We should be wary of similar dynamics playing out in 2020. But Manne is clear that she has little interest in accusing particular people or voters of misogyny. Any particular case can be challenging to assess, and the public accusation would likely do little to help in any event, even if it might help in other circumstances. And yet voters and observers of the race should be aware of the way gender biases can creep into their assessments of candidates, she argued.

“Those perceptions are usually unwitting and unconscious, but I do think they’re prevalent,” she said.

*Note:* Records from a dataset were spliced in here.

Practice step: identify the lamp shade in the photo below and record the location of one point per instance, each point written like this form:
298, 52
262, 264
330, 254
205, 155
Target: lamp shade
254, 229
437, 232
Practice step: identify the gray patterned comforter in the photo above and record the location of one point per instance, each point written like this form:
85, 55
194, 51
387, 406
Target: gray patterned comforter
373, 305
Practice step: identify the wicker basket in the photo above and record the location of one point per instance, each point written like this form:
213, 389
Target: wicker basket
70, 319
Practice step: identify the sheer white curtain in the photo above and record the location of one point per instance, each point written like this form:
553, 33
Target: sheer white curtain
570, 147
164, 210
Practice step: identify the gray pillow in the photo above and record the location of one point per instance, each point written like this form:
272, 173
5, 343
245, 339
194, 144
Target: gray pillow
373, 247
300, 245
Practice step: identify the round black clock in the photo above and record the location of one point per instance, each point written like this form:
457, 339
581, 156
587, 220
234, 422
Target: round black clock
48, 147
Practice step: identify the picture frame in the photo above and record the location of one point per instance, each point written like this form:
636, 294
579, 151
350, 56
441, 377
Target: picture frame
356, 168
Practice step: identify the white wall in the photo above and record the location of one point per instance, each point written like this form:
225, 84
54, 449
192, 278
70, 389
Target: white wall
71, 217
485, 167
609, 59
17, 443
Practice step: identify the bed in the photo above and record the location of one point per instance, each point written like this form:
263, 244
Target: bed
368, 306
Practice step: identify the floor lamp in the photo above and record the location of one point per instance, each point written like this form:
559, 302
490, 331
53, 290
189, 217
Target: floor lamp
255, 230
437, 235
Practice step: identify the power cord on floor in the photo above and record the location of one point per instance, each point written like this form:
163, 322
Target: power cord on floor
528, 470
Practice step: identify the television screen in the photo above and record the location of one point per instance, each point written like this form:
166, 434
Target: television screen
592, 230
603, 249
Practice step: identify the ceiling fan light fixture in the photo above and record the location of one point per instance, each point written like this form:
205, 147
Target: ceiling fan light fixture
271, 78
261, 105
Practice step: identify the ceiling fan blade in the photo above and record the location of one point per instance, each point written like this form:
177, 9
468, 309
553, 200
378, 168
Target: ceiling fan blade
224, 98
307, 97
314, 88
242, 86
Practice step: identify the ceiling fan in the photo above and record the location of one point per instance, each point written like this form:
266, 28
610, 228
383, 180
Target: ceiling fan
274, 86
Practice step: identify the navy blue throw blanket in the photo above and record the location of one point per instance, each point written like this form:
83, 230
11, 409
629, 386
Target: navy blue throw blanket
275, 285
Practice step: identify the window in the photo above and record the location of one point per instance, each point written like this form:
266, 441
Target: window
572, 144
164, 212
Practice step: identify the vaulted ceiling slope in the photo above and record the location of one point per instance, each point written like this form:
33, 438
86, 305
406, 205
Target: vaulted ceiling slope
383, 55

One way they might present themselves is in how different kinds of actions by candidates are interpreted. Clinton, for example, won over voters during her “listening tour” when she was running to be a U.S. senator in New York. But this kind of female-coded campaign tactic doesn’t scale-up well to a presidential race in the way that holding massive rallies all about the candidate does — especially in the iconic manner both Trump and Sanders have become known for.

“[For] women in public life, there are powerful incentives to package themselves as service providers,” said Manne. But this can pose obstacles when you’re seeking the most powerful office in the country that is subordinate to no one. The presidency is “the ultimate masculine-coded authority position,” she explained.

“It’s hard to be perceived as wanting to serve rather than wanting to preside — when you’re running for president,” she said. “There’s much more taste for men taking to the lectern … and holding forth about their ideas and their vision.”

This also helps explain why candidates like O’Rourke and Buttigieg — or even Trump — are able to burst on to the national scene out of nowhere and gain traction, something few if any female candidates have yet to do. Coming to the race with less national baggage and a shorter public record offers lots of advantages, because there’s less of a history to attack, and the candidate is seen as offering a change of pace to the Washington status quo. But the country is much less likely to excuse the inexperience of a female newcomer seeking a role we implicitly assume will go to a man. Women are expected to demonstrate that they can serve the public, whereas some men can show up and declare that they’re ready to lead.

But Manne argued that these prejudices are misguided, and we should work to overcome them. Given two candidates who were both well-qualified, she told me that there would be strong reasons to choose a woman over a man. Simply representing half of the population that has been unerringly excluded from the presidency would be a major step forward for the country. And a woman could bring experience to the role — like the experience of combing motherhood and work — that has been entirely absent from the resumes of past presidents.